We must be united in the war against addiction! My mission is to unite organizations,support groups, and everyone else who needs a helping hand. I am here to educate equip and develop a Recovery resource Network. My hope is that everyone gets the help they need and no one is left behind or alone in their fight for freedom from addiction. Join me and lets fight the good fight! Our Philosophy: Instigate, Agitate, Educate, and Liberate!
The Substance Abuse and Mental Health Services Administration's (SAMHSA's)Recovery Month is celebrating its 25th anniversary in September 2014. Its purpose is to raise awareness of mental and substance use disorders, celebrate individuals in long-term recovery, and acknowledge the work of prevention, treatment, and recovery support services.

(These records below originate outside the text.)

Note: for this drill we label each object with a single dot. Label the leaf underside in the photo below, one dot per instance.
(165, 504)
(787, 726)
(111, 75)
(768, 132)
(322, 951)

This year's theme, "Join the Voices for Recovery: Speak Up, Reach Out,"encourages people to openly discuss and speak up about mental and substance use disorders and the reality of recovery. It aims to foster public understanding and acceptance of the benefits of prevention, treatment and recovery from behavioral health conditions. The observance also promotes ways policymakers, first responders, faith leaders, youth and young adults, can recognize these issues and reach out to help others, as well as themselves.
Constituents in every jurisdiction across this nation are affected--either directly or indirectly--by mental and substance use disorders, raising difficult and expensive public policy matters for policymakers and taxpayers. Nearly 1 out of every 5 adults in the United States--about 43.7 million people--has a mental illness, such as depression, anxiety disorders, or schizophrenia, and approximately 22 million have been classified with substance dependence or abuse.
Why should those statistics be significant to policymakers? Because, as the voice of their constituents, policymakers are in a unique position to speak up about behavioral health conditions and influence policies that help people receive the support they need. Untreated mental and substance use disorders lead to costly social, physical, mental, and public health problems. They lead to increased spending for state and local governments and in various settings, such as hospitals, correctional facilities, schools, and homeless shelters.
There are significant public policy and cost benefits to supporting prevention, treatment, and recovery support services and many treatments for behavioral health conditions that are highly effective. Most Americans believe that recovery from thesedisorders is possible and that we can counter these statistics by engaging our communities in making behavioral health a priority.